The shake-up followed a Navy investigation showing that its highest-ranking procurement officers ignored their own analyst's warnings of problems with the bomber, being developed jointly by McDonnell Douglas and General Dynamics.
Instead, the officers passed along to superiors the contractors' overly optimistic progress reports to keep the program fully funded, according to the 37-page Navy report released yesterday.
Navy Secretary H. Lawrence Garrett III announced that Vice Adm. Richard C. Gentz, chief of the Naval Air Systems Command, would retire no later than Feb. 1, 1991. The A-12 program executive officer, Rear Adm. John F. Calvert, and the program manager, Capt. Lawrence G. Elberfeld, were censured and taken off the program, the Navy said.
The Navy did not appoint replacements for the three officers.

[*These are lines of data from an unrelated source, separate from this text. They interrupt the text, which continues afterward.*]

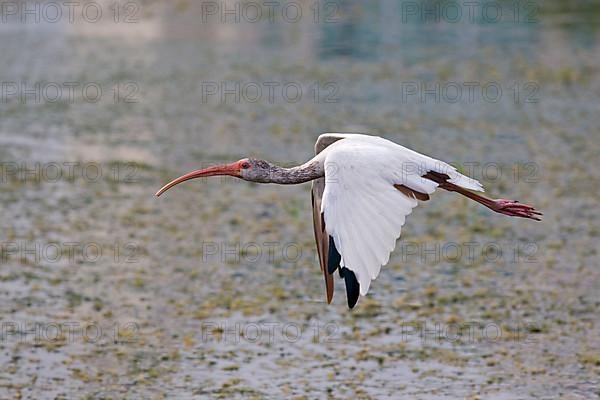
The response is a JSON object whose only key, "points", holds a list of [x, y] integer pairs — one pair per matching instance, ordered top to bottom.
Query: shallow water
{"points": [[214, 287]]}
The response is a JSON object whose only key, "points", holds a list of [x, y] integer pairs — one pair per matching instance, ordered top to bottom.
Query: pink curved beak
{"points": [[232, 169]]}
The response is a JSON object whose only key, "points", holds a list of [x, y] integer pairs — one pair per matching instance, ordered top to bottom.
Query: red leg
{"points": [[511, 208], [515, 209]]}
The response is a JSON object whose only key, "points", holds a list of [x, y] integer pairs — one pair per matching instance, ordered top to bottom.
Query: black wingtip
{"points": [[333, 258], [352, 287]]}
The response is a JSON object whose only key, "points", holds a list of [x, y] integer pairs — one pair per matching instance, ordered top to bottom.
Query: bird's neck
{"points": [[309, 171]]}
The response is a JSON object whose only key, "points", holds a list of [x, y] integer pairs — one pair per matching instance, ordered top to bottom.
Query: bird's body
{"points": [[363, 188]]}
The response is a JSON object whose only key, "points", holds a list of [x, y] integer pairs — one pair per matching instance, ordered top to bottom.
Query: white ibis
{"points": [[363, 189]]}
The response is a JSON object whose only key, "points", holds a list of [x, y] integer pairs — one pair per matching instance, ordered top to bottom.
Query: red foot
{"points": [[515, 209]]}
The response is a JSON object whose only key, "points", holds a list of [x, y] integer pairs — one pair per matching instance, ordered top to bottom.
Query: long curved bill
{"points": [[232, 169]]}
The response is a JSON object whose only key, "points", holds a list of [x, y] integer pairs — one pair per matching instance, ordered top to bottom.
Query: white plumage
{"points": [[363, 210]]}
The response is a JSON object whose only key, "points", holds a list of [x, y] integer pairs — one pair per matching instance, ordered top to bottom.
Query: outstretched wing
{"points": [[371, 185], [321, 236]]}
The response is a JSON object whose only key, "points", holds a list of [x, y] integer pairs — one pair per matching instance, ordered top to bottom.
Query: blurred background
{"points": [[214, 290]]}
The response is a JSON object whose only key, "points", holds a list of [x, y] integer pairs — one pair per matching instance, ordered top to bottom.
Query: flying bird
{"points": [[363, 187]]}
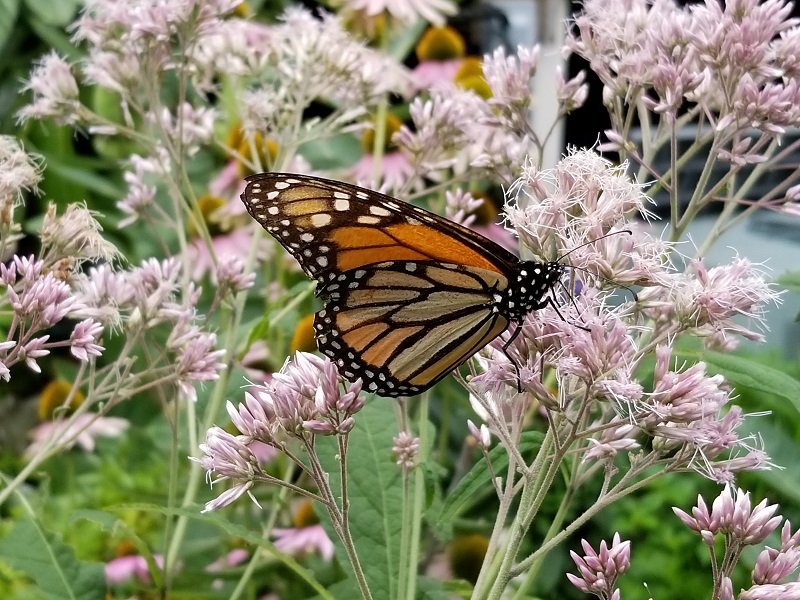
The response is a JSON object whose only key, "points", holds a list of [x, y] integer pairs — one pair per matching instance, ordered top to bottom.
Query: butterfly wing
{"points": [[331, 227], [409, 295], [402, 326]]}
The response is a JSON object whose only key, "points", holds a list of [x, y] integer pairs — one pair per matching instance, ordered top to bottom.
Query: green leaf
{"points": [[9, 10], [58, 14], [790, 281], [259, 331], [758, 376], [784, 453], [374, 484], [476, 484], [51, 564], [432, 589]]}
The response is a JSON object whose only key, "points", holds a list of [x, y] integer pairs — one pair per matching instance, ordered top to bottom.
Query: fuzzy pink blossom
{"points": [[406, 11], [297, 541]]}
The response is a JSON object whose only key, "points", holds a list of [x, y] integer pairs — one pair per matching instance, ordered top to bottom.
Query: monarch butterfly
{"points": [[409, 295]]}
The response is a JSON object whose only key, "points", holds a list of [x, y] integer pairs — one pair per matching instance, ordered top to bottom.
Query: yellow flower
{"points": [[441, 43], [393, 125], [267, 151], [53, 397]]}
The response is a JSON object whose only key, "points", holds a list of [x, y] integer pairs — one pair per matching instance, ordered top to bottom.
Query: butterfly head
{"points": [[530, 287]]}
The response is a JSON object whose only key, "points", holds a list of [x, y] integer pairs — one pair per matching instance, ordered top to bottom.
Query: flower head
{"points": [[406, 11], [55, 92], [599, 570]]}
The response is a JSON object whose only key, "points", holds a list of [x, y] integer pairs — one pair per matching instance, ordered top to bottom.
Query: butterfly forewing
{"points": [[331, 227], [408, 295]]}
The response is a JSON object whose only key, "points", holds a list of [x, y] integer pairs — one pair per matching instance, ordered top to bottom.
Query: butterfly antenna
{"points": [[602, 237], [607, 280], [572, 300]]}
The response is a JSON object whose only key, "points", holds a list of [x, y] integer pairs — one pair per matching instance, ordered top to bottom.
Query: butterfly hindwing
{"points": [[409, 295], [404, 325]]}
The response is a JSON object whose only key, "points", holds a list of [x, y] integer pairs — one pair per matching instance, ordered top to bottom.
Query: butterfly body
{"points": [[409, 295]]}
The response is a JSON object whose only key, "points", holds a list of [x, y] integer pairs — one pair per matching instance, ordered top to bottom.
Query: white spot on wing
{"points": [[379, 211], [320, 220]]}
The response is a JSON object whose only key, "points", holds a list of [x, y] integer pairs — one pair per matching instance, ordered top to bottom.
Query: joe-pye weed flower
{"points": [[600, 375]]}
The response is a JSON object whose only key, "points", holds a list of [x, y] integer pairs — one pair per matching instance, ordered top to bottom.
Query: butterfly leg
{"points": [[511, 338]]}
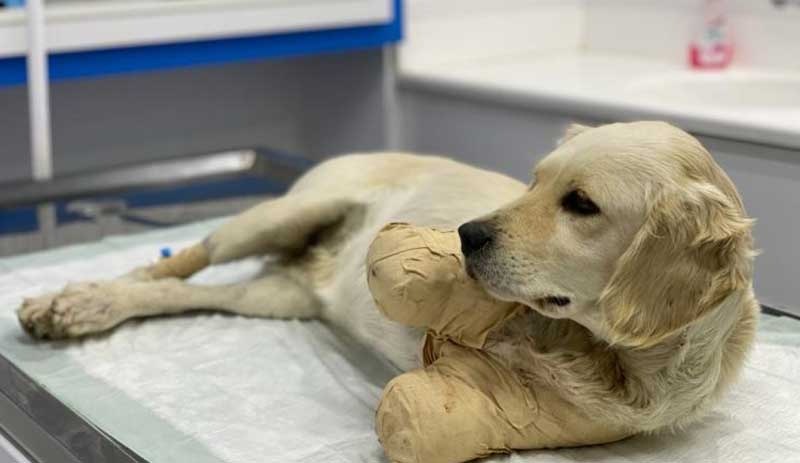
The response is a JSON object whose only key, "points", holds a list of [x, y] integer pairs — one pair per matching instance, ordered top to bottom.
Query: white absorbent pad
{"points": [[207, 387]]}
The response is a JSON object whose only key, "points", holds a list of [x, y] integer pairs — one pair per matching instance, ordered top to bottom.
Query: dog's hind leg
{"points": [[281, 226], [298, 228], [87, 308]]}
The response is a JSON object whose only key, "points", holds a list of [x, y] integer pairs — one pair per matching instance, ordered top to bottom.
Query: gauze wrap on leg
{"points": [[465, 403]]}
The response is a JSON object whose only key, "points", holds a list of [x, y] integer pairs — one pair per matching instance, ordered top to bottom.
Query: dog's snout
{"points": [[474, 236]]}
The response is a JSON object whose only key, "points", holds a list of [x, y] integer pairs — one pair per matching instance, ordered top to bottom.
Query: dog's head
{"points": [[630, 229]]}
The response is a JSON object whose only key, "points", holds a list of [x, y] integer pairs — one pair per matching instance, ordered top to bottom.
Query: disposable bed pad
{"points": [[207, 387]]}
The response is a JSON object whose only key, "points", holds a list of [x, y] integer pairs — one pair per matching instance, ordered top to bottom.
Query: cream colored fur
{"points": [[661, 311]]}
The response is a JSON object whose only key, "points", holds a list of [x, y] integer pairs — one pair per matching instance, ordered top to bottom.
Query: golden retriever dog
{"points": [[630, 246]]}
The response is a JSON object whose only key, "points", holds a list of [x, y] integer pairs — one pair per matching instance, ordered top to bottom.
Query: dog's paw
{"points": [[78, 310]]}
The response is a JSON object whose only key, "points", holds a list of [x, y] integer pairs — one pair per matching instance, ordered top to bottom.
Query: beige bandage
{"points": [[181, 265], [417, 278], [465, 403]]}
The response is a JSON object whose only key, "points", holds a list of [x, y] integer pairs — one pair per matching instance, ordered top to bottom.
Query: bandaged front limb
{"points": [[416, 276], [465, 403]]}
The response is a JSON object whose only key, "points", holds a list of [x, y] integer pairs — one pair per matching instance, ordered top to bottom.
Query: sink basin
{"points": [[726, 90]]}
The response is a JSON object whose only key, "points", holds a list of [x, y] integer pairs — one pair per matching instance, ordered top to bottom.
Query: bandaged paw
{"points": [[466, 403]]}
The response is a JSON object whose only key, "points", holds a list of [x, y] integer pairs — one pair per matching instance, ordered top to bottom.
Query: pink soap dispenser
{"points": [[712, 47]]}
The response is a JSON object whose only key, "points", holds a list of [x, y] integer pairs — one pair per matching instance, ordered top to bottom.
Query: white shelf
{"points": [[75, 26]]}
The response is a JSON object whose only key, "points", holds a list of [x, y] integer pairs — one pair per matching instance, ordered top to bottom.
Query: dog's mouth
{"points": [[549, 303]]}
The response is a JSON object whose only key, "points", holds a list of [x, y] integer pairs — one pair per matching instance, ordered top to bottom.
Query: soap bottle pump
{"points": [[712, 46]]}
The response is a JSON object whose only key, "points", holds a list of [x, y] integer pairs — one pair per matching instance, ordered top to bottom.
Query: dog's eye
{"points": [[577, 202]]}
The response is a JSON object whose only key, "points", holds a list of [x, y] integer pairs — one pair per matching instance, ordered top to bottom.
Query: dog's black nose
{"points": [[474, 236]]}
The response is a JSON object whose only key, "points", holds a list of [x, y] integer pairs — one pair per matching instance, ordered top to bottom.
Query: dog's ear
{"points": [[573, 130], [693, 250]]}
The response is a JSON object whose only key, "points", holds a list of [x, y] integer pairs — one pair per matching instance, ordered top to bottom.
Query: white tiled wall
{"points": [[457, 30], [449, 31]]}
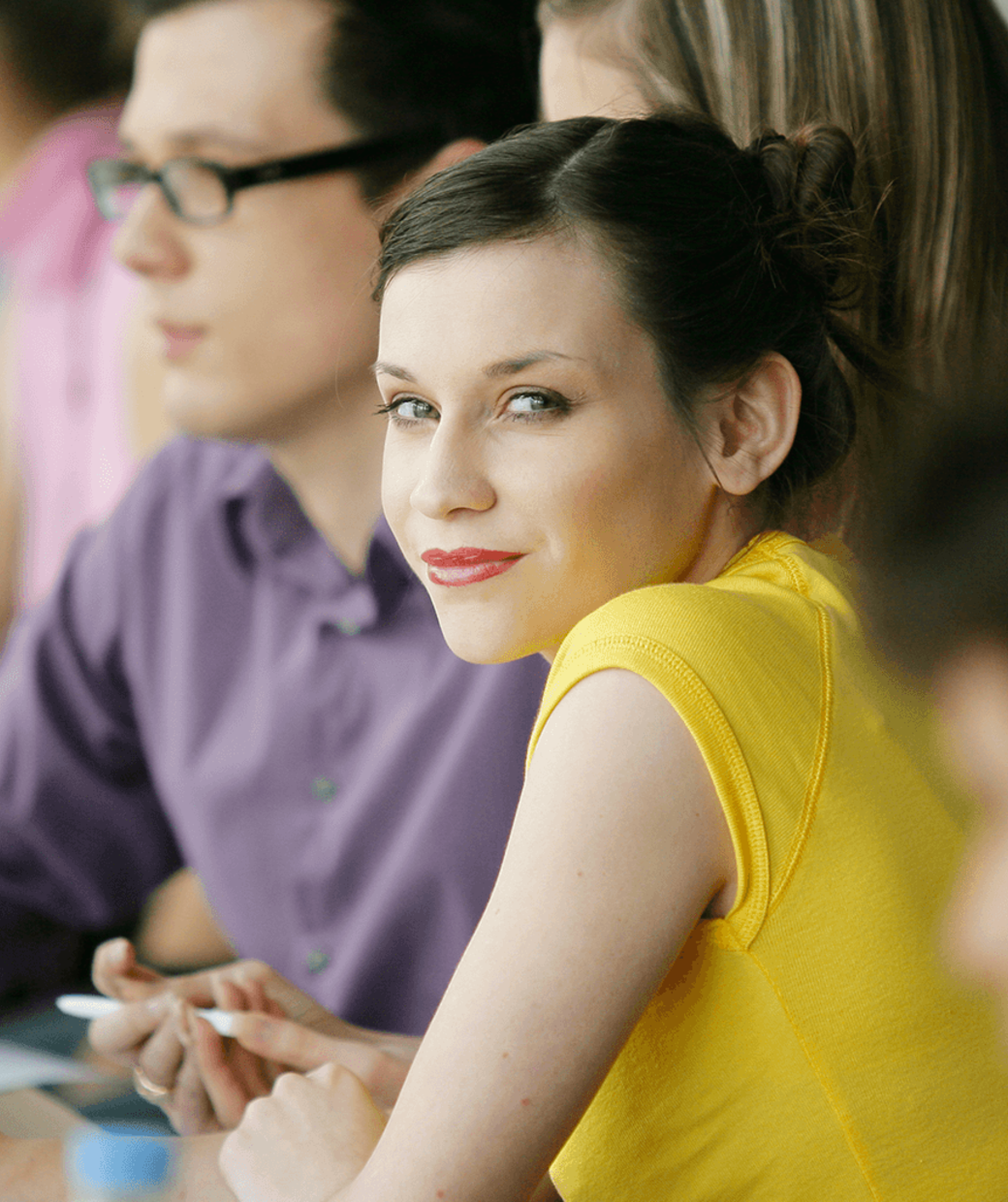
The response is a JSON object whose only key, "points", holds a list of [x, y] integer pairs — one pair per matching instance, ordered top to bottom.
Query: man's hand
{"points": [[380, 1066], [206, 1081], [305, 1142]]}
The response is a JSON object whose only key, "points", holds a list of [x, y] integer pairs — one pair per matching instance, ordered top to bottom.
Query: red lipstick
{"points": [[179, 340], [466, 565]]}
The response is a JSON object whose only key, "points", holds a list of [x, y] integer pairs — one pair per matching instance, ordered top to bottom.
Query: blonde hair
{"points": [[922, 86]]}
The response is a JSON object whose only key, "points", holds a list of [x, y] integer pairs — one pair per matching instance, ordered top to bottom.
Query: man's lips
{"points": [[467, 565]]}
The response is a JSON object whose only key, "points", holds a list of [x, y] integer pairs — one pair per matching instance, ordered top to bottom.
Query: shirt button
{"points": [[324, 789], [316, 962]]}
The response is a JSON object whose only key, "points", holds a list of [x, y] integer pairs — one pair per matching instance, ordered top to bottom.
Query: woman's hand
{"points": [[206, 1080], [305, 1142]]}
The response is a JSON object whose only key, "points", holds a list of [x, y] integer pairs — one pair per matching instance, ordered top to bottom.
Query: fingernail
{"points": [[183, 1016]]}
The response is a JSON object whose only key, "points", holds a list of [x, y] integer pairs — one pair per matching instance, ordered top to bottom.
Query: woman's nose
{"points": [[150, 240], [453, 476]]}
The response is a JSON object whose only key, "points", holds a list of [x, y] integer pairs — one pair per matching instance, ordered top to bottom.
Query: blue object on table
{"points": [[123, 1167]]}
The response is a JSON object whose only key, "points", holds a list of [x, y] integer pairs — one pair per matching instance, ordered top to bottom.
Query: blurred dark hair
{"points": [[69, 53], [450, 69], [722, 255], [938, 570]]}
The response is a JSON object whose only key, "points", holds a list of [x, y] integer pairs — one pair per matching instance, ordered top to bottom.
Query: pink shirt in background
{"points": [[72, 304]]}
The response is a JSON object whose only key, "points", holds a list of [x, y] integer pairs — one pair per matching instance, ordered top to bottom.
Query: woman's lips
{"points": [[179, 340], [467, 565]]}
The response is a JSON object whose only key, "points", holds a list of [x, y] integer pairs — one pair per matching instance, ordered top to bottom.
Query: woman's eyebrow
{"points": [[508, 366], [502, 368], [392, 369]]}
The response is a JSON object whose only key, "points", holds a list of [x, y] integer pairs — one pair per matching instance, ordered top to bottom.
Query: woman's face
{"points": [[533, 466]]}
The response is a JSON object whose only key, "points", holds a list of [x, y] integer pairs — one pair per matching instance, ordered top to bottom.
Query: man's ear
{"points": [[447, 156], [752, 426]]}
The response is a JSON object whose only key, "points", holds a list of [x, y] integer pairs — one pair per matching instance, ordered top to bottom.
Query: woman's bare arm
{"points": [[618, 846]]}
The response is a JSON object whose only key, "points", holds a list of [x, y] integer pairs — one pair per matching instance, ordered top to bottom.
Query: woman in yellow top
{"points": [[611, 357]]}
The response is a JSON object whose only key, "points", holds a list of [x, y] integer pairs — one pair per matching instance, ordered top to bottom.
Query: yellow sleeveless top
{"points": [[810, 1045]]}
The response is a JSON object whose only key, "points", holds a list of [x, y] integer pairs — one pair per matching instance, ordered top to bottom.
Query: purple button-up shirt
{"points": [[209, 685]]}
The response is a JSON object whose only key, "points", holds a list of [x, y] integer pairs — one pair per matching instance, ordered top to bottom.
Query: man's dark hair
{"points": [[68, 53], [448, 69]]}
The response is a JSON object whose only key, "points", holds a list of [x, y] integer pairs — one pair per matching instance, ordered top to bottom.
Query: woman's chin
{"points": [[481, 646]]}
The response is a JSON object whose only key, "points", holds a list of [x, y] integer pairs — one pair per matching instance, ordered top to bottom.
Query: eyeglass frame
{"points": [[236, 179]]}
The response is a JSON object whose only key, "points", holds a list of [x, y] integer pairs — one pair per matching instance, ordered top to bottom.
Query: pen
{"points": [[85, 1005]]}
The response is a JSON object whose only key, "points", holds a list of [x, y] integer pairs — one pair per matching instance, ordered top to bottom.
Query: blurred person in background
{"points": [[922, 85], [79, 381], [80, 404], [939, 594], [238, 671]]}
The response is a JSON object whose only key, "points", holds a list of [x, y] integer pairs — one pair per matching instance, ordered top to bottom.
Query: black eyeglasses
{"points": [[202, 193]]}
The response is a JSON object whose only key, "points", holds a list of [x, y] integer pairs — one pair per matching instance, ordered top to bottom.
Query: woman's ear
{"points": [[752, 426]]}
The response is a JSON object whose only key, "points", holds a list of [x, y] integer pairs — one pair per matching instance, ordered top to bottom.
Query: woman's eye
{"points": [[525, 405], [409, 409]]}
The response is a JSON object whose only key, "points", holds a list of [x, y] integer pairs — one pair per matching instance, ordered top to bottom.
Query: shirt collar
{"points": [[270, 531]]}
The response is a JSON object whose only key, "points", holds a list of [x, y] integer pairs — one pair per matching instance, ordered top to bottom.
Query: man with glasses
{"points": [[238, 672]]}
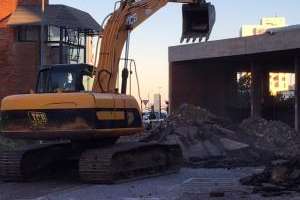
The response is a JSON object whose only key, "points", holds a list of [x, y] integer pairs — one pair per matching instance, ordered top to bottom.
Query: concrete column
{"points": [[265, 85], [256, 90], [297, 93]]}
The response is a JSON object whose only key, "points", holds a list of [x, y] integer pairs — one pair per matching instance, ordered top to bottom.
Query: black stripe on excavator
{"points": [[63, 119]]}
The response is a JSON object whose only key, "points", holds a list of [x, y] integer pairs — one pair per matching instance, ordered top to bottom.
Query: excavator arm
{"points": [[128, 16]]}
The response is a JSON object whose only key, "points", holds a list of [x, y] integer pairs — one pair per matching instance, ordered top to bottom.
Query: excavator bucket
{"points": [[198, 21]]}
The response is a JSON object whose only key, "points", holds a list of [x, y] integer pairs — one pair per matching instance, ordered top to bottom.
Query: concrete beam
{"points": [[243, 46]]}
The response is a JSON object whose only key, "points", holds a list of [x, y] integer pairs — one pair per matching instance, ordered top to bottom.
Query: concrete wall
{"points": [[209, 85]]}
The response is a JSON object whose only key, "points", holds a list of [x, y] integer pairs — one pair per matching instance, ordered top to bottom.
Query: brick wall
{"points": [[6, 8], [18, 62]]}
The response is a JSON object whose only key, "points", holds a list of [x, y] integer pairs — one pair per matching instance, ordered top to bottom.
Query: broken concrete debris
{"points": [[273, 136], [210, 141], [280, 177]]}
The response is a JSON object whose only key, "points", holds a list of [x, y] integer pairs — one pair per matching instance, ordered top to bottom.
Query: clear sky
{"points": [[150, 41]]}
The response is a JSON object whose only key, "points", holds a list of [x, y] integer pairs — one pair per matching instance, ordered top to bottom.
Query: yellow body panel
{"points": [[67, 101], [110, 115]]}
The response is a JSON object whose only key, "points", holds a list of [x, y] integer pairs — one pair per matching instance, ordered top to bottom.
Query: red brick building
{"points": [[66, 30]]}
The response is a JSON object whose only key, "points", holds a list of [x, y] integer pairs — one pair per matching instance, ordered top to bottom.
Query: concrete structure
{"points": [[265, 24], [64, 40], [205, 74], [279, 82]]}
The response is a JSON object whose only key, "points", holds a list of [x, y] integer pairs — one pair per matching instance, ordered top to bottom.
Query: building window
{"points": [[28, 33]]}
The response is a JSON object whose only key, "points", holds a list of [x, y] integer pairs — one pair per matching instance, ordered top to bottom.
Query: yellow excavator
{"points": [[83, 126]]}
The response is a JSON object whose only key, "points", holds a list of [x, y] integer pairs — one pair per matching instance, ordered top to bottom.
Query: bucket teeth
{"points": [[198, 21]]}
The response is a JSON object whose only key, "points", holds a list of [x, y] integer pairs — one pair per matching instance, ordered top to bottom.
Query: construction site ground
{"points": [[189, 184]]}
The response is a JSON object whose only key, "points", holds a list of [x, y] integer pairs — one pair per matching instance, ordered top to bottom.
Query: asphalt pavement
{"points": [[189, 184]]}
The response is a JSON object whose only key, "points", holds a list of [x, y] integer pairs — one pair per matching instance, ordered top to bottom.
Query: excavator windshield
{"points": [[64, 78]]}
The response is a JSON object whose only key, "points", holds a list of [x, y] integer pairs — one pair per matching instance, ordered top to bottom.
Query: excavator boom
{"points": [[198, 20]]}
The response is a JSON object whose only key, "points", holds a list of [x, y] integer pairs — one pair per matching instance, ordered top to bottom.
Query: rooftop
{"points": [[56, 15]]}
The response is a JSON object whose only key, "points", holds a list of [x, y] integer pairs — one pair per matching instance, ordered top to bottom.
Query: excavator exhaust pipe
{"points": [[198, 21]]}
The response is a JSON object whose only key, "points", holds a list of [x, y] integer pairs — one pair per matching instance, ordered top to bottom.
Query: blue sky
{"points": [[150, 41]]}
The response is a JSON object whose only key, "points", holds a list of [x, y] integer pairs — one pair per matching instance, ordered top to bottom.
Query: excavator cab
{"points": [[198, 21], [64, 78]]}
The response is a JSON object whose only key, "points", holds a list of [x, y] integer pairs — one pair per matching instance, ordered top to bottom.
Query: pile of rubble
{"points": [[273, 136], [206, 140], [280, 177]]}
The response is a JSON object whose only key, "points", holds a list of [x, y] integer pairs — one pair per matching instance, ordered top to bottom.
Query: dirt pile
{"points": [[273, 136], [206, 139], [280, 177]]}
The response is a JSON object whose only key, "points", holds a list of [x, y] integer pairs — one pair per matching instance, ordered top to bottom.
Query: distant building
{"points": [[66, 32], [278, 81]]}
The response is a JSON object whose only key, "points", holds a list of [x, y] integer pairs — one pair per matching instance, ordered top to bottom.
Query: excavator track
{"points": [[129, 161], [27, 164]]}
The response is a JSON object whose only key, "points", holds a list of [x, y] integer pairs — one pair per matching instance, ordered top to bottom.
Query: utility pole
{"points": [[42, 35]]}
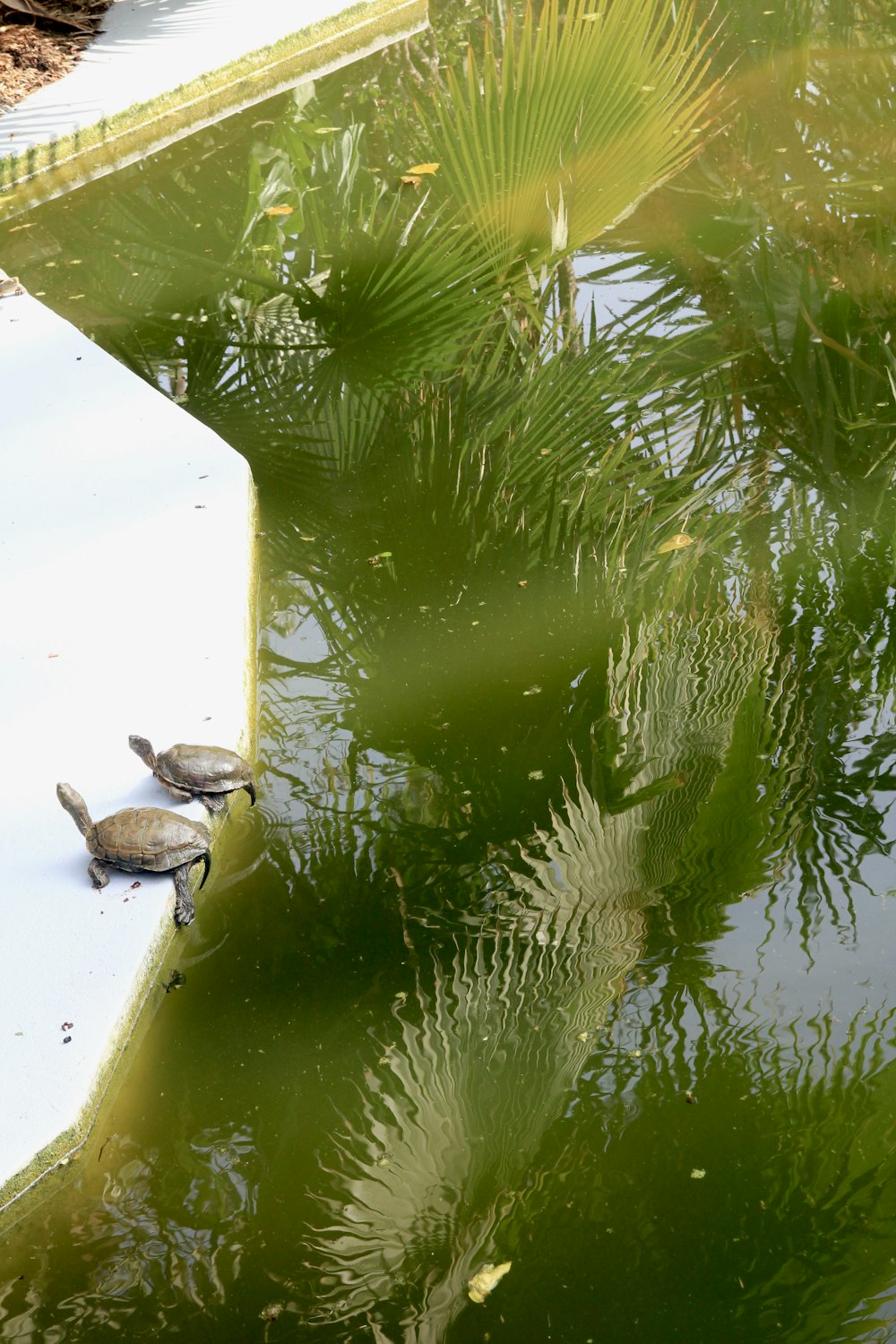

Congressional sources said the problems with the plane are so grave that Defense Department Comptroller Sean O'Keefe has proposed halting the A-12's development until 1995 to help the Pentagon meet spending cuts required under the recent congressional budget agreement.
"The floors in the [aircraft fabrication] plants where [Navy officials] were told there was machinery have just got chalk marks there," said Representative Andy Ireland, R-Fla., who requested the investigation into the bomber. "They've got some really bad problems."
A prototype of the first A-12 was supposed to be airworthy by July, but the most recent estimate is that a prototype will not fly until December 1991 and at a cost of at least $1 billion more than the expected $4.8 billion. The A-12 is called a Stealth bomber because of its wedge shape and its ability to evade detection by radar.
The carrier-based A-12 is supposed to begin replacing the Navy's aging fleet of A-6 Intruder attack planes in 1995 and to serve as a mainstay well into the next century.
The program has proved an embarrassment to Defense Secretary Dick Cheney, who personally assured the House Armed Service Committee April 26 that all was well with the plane.
Barely a month later, on June 1, the contractor team admitted that the plane was late, had failed to meet some specifications and was $1 billion over budget.
Subsequent investigations disclosed that top Navy procurement officials failed to tell Mr. Cheney of the plane's problems at top-level aircraft review meetings in March and April.